12. Open your merged bundle in your preferred PDF viewer and add page numbers. Ideally, number the index pages in lower case Roman numerals, and start pagination proper on the first page of documents.
If your preferred PDF viewer is PDF Expert, you choose “Add Page Numbers” here:
13. Add the page numbers to your index. I think this is the bit you’ll have to do manually – but it’s just a matter of skipping through your bundle bookmark by bookmark and writing in the page number for the start of each document, so it’s not too terrible even for a large bundle. And it’s easy and requires no decision-making, so you can safely give it to someone very junior so long as you trust them to take care to do it accurately. (If you have Bundledocs – and probably other programs like it – it will do this bit for you.)
14. Turn your index page into a PDF, and add it to the front of your bundle.
15. Tweak page labels on your PDF so that the electronic page numbers align with your pagination. (You can do this in Adobe Pro from the “Organise Pages” menu under “Tools”.)
16. Add hyperlinks from the index through to the first page of each document. (Again, I think Bundledocs will do this for you, if you have it.) This is fiddly but easy, too. In PDF Expert, it’s here:
17. That’s it. Congratulations, you have made a perfect bundle. It was actually 17 steps, but apparently for clickbait reasons 10 is a better number, so I lied. Sorry.
This method has the following advantages, over and above the perfection of the end result:
Front-loading the fiddly stuff. Putting together a bundle from scratch a few weeks before the hearing is time-critical anxiety nightmare. The fiddly stuff can’t be avoided entirely: giving every damn document in the bundle a backwards-date-format filename is undoubtedly fiddly. But it’s fiddling that can be done a bit at a time over a long period.
The final stages are pretty easy, so adjusting your bundle at a late stage isn’t very painful.
Your draft bundle folder will be a useful reference source as the case progresses.
You can annotate and highlight the documents in your draft bundle folder freely, because it’s easy to strip annotations from the bundle once compiled but before sharing with the other side.

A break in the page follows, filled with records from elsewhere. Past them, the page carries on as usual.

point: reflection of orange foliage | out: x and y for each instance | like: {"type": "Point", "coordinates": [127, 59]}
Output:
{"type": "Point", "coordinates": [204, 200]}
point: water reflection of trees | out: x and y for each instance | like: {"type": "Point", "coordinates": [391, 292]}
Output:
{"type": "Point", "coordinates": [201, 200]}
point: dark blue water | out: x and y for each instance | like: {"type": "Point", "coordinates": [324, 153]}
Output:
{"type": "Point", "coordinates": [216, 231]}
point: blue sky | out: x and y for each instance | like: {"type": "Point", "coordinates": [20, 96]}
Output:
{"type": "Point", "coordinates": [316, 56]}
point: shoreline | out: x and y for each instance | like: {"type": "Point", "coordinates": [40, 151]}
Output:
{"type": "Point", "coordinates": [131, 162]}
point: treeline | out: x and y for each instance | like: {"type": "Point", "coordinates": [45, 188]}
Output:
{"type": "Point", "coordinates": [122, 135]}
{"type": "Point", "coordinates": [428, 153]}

This means you can share your draft bundle folder with counsel, and she can start marking it up. So if agreeing the bundle with the other side proves fraught, your barrister isn’t jumping up and down with impatience and hassling you while you’re trying to deal with that – instead she’s serenely marking up documents and preparing cross-examination notes, secure in the knowledge that all her markings will appear in the finalised version of the bundle when it reaches her.
Post-script
It has been objected that if the barrister has access to the draft bundle folder and starts marking it up, the solicitor can see her work in real-time. I’m not sure how real a problem that is (I suspect most solicitors will have better things to do than monitor counsel’s preparation in this way) – but I can see that it could give you an uneasy sense of being under detailed surveillance, at least potentially.
Fortunately, there’s an easy answer. Get your solicitor to share the draft bundle with you. When you get to the point where you’d otherwise be screaming for a finalised bundle to start work, make a private copy, and start marking that up. Get your solicitor to tell you when they’ve agreed the contents of the bundle and are about to compile it – and at that point, if you want to, you can copy all your marked-up documents back into the shared folder. Choose “replace”, and your marked-up copies will replace their unmarked twins – but the folder will still contain any documents that have been added since you made your copy.